I never get praised for being a hands on mum or a good wife Hmm Except from my husband of course. My husband has never been asked if I pull my weight with housework and neither have I been fawned over for taking my child to the park, or cooking and doing the night feeds. Pfft.

Even here there are some examples about how great their husbands are because they care for their children or cook. I don't feel lucky that my husband does that; I would accept nothing less or expect anything less. I think when we praise men for doing such basic things we are saying that is something unusual, in my world it isn't, and I grew up with a sociopathic father. My husband is a wonderful husband and father and I adore him, but him caring for his children and doing our housework doesn't come into it.

I know this thread is about trying to prove certain people wrong about us being man haters, but I have nothing to prove. They can think what they want.

Sorry.. got on my soap box a bit there!

YouBastardSockBalls · 20/08/2015 18:24

I utterly refuse to roll over and flutter my eyelashes and tell the arseholes "oh, we're lovely really, honest! I think men are wonderful- especially when they babysit so their babies' mummies can go and get their hair done. Please don't be cross with us!

Spot. On.

chris71 · 20/08/2015 18:25

As a father, I feel so good to read this thread :)

Shutthatdoor · 20/08/2015 18:28

The thread was started with good intentions.

Exactly

wickedlazy · 20/08/2015 18:33

Are the type of men who end up hating woman not more likely to have issues with learned behaviour? They saw their father do it so they do it. Is this not why pregnancy can be a trigger for male on female domestic abuse? And why woman are encouraged to leave misogynists, before their own children end up with issues?

Or do some men just end up being misogynists, despite uprbringing? (Genuine question).

thehypocritesoaf · 20/08/2015 18:35

Good intentions- yes- but good intentions to prove the critics/tossers wrong.

That IS naive.

tigerscameatnight · 20/08/2015 18:40

I'm pro Dad
My friends husband is an amazing Dad.
My yet to have children male best friend will be amazing.

There are great Dads and rubbish ones just as I know some Mums who should never ever have the care of children.
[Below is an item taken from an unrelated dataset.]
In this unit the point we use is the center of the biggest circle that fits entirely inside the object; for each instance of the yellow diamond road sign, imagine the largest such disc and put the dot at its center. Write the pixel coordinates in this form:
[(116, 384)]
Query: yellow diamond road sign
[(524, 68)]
wickedlazy · 20/08/2015 18:49

I didn't post nice things to make a point (although I did write about my ex experience to prove a point). I posted nice things because you don't often get to share stuff like this without ending up de-railing or boasting etc. What I said is my honest opinion. Different if I was arse licking a stranger, not alking about family.

Agree the "pro-dad" wording not the best choice, but we all knew what the op meant, and that it was started with good intensions.

wickedlazy · 20/08/2015 18:59

You don't like to see posters defend themselves against critical, vocal misogynists, by showing they do have positive relationships with "dads"? (Or have been fucked over by an ex and hope to meet a decent guy in the future).

florentina1 · 20/08/2015 19:01

My 3 kids are in their 40s. They often ring up my OH to go on days out with them.

They are so lucky, I,lost my lovely dad when I was young.

thehypocritesoaf · 20/08/2015 19:04

You think critical and vocal misogynists will read this and go:
'Hey fellas, call off the hacking, they're actually a lovely bunch who love their dads!' ?!

ZombiesAteMyBaby · 20/08/2015 19:52

You think critical and vocal misogynists will read this and go:
'Hey fellas, call off the hacking, they're actually a lovely bunch who love their dads!' ?!